The Query Optimizer’s handling of Relationships for T-SQL Tuesday #003

February 9, 2010

I’m feeling the pressure for this month’s T-SQL Tuesday, probably because I’m also the host. I’ll be posting a roll-up for it soon too, which I’m sure will be great fun researching.

Given that the topic is on relationships, and the main SQL Server database is a relational engine, relationships are incredibly relevant to databases. The idea behind RDBMSs is that keys are used to refer to entities. This leads to foreign keys, such that a particular column(s) is constrained to values which appear in another table, thus referential integrity is enforced. And yet there are so many database designs out there that do not have relationships defined between tables. I shudder when I find them, but that doesn’t make them any less commonplace.

In data warehouses, designed primarily for reporting systems rather than transactional systems, tables are often designed in a more denormalized manner, to avoid needing to perform so many joins to access the data required for reports. This involves having tables with many extra columns, containing data that would otherwise be stored in other tables. Fewer tables are used, and therefore the system has fewer relationships.

I sometimes wonder how this should affect relational database design. I have written before about the fact that the Query Optimizer can leverage foreign key relationships to be able to simplify queries by noticing that joins can be redundant and simplified out of plans, but to summarise:

A foreign key relationship is between a column (or set of columns) in a table to a unique key (typically the primary key) in another table (which could even be the same one). Because of this uniqueness, the relationship can map to at most one record on the other side. And because the foreign key relationship enforces referential integrity, it must map to exactly one record on the other side (a caveat being that the foreign key column(s) could be configured to allow NULLs, which won’t map). Therefore, a join that doesn’t actually select data from any of the columns in the second table might be able to be simplified out of the query completely, as if the query didn’t have the join at all. But read my other post for more on that.

Thinking about many of the queries that I’ve written over the years, I know that I often only want one field from the table I’m joining. For example, I might want to get a ProductName when I have a ProductID, or I might want the Login from a UserID. A standard Lookup situation, which in a data warehouse would often be handled by storing the Name in a dimension table rather than the ID.

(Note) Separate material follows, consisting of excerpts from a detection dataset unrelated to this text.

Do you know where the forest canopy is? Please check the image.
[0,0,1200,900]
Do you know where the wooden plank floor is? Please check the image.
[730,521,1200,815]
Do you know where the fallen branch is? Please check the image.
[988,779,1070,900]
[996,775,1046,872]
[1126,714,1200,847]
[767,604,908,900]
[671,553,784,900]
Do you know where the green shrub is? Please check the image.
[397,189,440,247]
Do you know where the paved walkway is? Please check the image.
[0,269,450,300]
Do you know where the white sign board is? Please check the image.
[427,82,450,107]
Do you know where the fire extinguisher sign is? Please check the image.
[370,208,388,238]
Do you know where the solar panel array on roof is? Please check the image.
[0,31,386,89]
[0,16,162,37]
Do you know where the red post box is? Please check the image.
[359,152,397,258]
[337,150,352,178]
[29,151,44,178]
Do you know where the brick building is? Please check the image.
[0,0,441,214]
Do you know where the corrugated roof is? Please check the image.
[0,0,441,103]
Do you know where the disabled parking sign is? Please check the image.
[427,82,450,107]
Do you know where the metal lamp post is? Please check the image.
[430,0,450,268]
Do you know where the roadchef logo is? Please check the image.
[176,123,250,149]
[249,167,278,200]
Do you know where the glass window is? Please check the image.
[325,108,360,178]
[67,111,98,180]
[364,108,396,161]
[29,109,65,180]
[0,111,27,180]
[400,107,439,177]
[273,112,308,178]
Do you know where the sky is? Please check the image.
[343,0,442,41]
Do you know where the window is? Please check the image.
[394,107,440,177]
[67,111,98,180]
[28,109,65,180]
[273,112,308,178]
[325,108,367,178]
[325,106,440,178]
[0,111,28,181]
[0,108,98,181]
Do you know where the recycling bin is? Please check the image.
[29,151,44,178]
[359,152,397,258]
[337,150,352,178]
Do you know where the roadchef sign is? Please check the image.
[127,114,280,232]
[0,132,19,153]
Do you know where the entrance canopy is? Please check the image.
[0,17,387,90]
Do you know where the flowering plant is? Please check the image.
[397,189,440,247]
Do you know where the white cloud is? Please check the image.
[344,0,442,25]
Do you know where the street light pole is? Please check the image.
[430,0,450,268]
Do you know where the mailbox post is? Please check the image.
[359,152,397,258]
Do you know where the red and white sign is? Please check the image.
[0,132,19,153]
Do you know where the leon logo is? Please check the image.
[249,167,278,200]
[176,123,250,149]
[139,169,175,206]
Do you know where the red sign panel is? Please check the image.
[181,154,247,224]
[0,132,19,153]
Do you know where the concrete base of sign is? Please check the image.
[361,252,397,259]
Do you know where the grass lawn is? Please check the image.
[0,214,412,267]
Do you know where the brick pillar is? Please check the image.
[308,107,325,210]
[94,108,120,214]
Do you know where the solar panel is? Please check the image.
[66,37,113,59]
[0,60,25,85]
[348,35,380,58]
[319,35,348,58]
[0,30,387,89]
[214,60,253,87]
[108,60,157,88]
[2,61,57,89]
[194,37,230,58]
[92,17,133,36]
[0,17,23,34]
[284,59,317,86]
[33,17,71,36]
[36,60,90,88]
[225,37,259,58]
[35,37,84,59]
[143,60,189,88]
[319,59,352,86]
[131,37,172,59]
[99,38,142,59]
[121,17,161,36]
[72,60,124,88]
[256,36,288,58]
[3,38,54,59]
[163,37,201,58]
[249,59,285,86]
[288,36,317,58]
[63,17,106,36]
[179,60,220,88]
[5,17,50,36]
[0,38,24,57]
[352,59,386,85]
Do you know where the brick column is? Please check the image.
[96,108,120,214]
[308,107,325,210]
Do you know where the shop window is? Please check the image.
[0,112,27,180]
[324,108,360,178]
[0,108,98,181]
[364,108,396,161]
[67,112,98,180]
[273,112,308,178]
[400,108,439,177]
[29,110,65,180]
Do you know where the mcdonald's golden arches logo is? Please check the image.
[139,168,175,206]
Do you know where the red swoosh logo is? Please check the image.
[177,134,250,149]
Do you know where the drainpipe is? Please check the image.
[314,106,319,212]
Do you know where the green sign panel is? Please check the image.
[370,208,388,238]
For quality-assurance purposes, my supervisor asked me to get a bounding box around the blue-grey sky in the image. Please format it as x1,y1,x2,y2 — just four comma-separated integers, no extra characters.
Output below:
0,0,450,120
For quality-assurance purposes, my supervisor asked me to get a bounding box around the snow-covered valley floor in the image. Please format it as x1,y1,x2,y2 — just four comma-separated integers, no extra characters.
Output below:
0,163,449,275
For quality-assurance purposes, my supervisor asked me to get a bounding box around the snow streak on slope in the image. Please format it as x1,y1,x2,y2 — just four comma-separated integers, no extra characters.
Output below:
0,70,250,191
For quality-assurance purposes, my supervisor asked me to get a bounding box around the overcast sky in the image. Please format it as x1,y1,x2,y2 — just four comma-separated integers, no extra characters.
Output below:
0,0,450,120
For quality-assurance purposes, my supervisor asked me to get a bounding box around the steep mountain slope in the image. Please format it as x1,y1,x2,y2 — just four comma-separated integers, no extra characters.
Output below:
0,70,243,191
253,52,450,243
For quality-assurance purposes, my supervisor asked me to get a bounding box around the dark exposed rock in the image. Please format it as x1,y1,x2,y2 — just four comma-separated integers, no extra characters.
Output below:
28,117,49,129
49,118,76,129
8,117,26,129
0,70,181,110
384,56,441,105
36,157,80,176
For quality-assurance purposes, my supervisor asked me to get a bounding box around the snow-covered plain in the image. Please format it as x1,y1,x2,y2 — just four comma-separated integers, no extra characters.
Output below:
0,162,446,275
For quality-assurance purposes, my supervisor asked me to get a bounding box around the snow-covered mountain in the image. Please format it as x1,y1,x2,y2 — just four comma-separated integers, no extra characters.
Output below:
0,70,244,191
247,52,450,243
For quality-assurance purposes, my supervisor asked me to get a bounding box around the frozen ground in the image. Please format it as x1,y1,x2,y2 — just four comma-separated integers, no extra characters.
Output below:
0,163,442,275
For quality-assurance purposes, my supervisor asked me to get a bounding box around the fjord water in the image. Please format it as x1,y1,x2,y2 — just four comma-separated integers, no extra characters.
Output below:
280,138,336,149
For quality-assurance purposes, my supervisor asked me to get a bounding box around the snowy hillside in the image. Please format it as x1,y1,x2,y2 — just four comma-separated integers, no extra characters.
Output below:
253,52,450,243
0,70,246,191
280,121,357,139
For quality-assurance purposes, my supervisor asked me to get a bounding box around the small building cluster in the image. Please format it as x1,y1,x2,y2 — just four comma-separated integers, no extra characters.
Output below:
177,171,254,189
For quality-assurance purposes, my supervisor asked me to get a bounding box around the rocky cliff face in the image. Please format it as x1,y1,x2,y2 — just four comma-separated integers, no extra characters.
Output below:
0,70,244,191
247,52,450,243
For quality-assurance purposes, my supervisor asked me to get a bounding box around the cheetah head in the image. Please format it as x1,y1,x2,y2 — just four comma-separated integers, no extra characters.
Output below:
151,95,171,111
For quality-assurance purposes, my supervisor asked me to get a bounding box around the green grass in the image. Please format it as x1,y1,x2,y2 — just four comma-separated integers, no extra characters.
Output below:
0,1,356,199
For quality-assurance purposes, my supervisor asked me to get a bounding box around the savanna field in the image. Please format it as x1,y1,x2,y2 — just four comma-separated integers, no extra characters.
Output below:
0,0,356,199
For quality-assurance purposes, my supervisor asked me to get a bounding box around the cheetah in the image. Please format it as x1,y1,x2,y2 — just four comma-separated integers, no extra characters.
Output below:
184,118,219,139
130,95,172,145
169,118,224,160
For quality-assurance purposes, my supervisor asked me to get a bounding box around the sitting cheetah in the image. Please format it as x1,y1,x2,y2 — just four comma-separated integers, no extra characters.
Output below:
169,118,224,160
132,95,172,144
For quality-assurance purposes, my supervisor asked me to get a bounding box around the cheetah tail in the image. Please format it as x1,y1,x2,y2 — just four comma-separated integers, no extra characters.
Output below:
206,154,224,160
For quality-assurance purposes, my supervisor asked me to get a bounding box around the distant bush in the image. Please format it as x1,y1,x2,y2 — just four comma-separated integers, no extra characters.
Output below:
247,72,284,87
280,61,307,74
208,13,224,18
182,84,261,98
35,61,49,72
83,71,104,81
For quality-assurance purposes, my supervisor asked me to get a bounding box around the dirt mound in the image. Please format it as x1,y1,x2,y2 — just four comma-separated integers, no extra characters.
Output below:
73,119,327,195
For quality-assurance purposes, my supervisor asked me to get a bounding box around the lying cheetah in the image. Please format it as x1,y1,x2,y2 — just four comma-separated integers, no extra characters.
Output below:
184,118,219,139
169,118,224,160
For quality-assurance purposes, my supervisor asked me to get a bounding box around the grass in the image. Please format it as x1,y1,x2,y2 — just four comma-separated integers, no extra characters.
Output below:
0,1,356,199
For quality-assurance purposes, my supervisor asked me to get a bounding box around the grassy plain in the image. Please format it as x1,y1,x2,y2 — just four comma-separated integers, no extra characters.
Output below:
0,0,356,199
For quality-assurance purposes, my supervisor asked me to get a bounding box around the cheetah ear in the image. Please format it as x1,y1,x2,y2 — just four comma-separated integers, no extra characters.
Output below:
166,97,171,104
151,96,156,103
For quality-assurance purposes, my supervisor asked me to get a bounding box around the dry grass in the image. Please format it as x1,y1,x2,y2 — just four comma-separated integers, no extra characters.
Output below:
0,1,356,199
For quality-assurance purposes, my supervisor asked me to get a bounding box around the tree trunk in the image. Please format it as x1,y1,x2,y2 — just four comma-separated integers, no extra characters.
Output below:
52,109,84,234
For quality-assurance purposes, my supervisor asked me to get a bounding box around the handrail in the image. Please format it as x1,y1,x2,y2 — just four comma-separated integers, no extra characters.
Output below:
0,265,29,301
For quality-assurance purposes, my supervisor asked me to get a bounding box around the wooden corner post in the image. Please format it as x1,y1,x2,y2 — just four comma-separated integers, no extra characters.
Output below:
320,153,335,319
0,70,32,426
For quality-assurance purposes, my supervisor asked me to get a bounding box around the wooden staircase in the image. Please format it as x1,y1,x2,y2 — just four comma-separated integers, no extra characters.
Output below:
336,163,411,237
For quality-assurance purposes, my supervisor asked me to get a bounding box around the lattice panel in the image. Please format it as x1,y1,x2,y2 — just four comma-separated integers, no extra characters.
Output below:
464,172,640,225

So my surmising leads me to this question:

If there is a unique index on the field that I typically want to lookup from a table, does this make it a better candidate for foreign key relationships than the primary key, so that the system can avoid needing as many joins?

This screams against everything I ever learned about relational databases. It would obviously make for a larger row, but if this were offset by performance gains in querying, could it be worthwhile? Maintaining referential integrity based on a string field may be more costly than on an integer field, but I’m wondering if the impact on SELECT queries through the reduction of the number of joins required might not make it a worthy consideration.

Please note: I’m not saying it’s necessarily a good idea – I’m surmising here, and would love to hear comments about whether or not other people have tried it, what circumstances they were trying to handle, and whether or not the idea worked.

But back to the Query Optimizer…

The QO needs information to be able to work out how to run your query. It needs statistical information about the columns that are filtered; it needs to be able to figure out which parts of the query can utilise indexes effectively (see my recent posts about SARGability); but also very significantly, it needs to have information about the relationships between tables.

Any time you write a query that involves a join (which I imagine most of your queries do), the system can use information about the relationship between the two tables. If it is defined as a foreign key relationship that doesn’t allow NULL values, then the system knows that each record in the ‘child’ table must match exactly one record in the other table. The Query Optimizer can use this information, and it should be available. Any time you’re thinking of not putting enforced relationships in your system, consider the fact that you’re blinding the Query Optimizer and ultimately making it do more work.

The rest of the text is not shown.